Xavier Dolan è legato inevitabilmente alla tematica dell’omosessualità, particolarmente discussa in Italia nel burrascoso mese di gennaio in coincidenza con il decreto Cirinnà. Il cineclub Arsenale «sin dall’inizio ha trattato tematiche scomode all’opinione pubblica, come rassegne ed incontri sul cinema gay o più in più in generale su temi legati al rispetto di ogni “diversità”». In questo caso però l’interesse degli organizzatori è rivolto soprattutto a sottolineare l’aspetto di maggiore ampiezza della cinematografia di Xavier Dolan: la follia amorosa. Vera protagonista della breva ed intensa produzione cinematografica del 26enne di Montréal è infatti l’amore oltre ogni limite che viene riassunto perfettamente dal poeta romantico francese Alfred De Musset in “Il n’y a de vrai au monde que de dèraisoner d’amour”. Gli organizzatori del cineclub ci tengono però a precisare che «anche se in questo caso non esiste un legame diretto con il dibattito attualmente in corso sulla legge Cirinnà, l’Arsenale è chiaramente in prima linea nella battaglia per il riconoscimento di tutti i diritti civili alle coppie omosessuali».
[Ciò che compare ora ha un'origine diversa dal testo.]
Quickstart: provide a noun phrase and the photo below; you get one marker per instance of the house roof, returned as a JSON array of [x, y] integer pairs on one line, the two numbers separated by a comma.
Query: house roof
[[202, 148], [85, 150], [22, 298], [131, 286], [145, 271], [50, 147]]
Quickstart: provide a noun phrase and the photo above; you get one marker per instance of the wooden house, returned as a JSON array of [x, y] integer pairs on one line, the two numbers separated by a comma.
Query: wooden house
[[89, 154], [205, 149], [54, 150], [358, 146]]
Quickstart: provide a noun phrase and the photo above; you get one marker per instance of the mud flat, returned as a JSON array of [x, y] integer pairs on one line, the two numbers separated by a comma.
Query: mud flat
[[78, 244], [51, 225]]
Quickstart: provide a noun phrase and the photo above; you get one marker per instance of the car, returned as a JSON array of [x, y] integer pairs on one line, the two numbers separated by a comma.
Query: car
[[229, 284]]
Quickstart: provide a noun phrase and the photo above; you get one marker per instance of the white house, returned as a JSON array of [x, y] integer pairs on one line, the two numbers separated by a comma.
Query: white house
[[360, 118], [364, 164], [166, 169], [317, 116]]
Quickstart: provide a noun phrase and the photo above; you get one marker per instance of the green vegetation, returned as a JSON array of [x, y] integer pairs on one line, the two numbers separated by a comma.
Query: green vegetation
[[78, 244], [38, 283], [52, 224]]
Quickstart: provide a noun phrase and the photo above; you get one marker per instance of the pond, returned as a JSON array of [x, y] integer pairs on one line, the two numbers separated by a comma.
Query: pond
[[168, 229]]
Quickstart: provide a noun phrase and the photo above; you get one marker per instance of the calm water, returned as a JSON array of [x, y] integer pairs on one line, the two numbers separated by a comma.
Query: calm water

Il neoromanticismo di Dolan raccoglie storie di amore oltre ogni limite: legami eterosessuali, omosessuali, transgender e genitoriali. «Dolan tratta l’amore in ogni sua declinazione. Questo è un tema insidioso di trappole, il cui rischio è quello di cadere nell’ovvio e nello scontato. Lo sguardo del regista invece è capace di affascinare e catturare lo spettatore. Il suo linguaggio risulta assolutamente innovativo per il suo modo di raccontare tramite immagini e musica. La sua abilità di “metteur en scène”, nel senso pieno del termine, è veramente sorprendente vista la giovanissima età ed è attraverso questo suo assoluto controllo del mezzo tecnico che Dolan riesce a creare una sorta di empatia totale fra il pubblico e i suoi personaggi. Con modi delicati, a volte quasi con pudore, riesce tuttavia ad essere spietato nella maniera in cui la sua camera, sempre addosso ai personaggi, scava e rivela emozioni e sentimenti. Direi che forse la cosa che sorprende e affascina in Dolan è la sua capacità di mettere a nudo l’animo umano con l’arma della semplicità ma, allo stesso tempo, con grande raffinatezza, rifuggendo il banale grazie alla sua straordinaria sensibilità. Sta di fatto che chi entra nell’universo di Dolan difficilmente se ne può distaccare».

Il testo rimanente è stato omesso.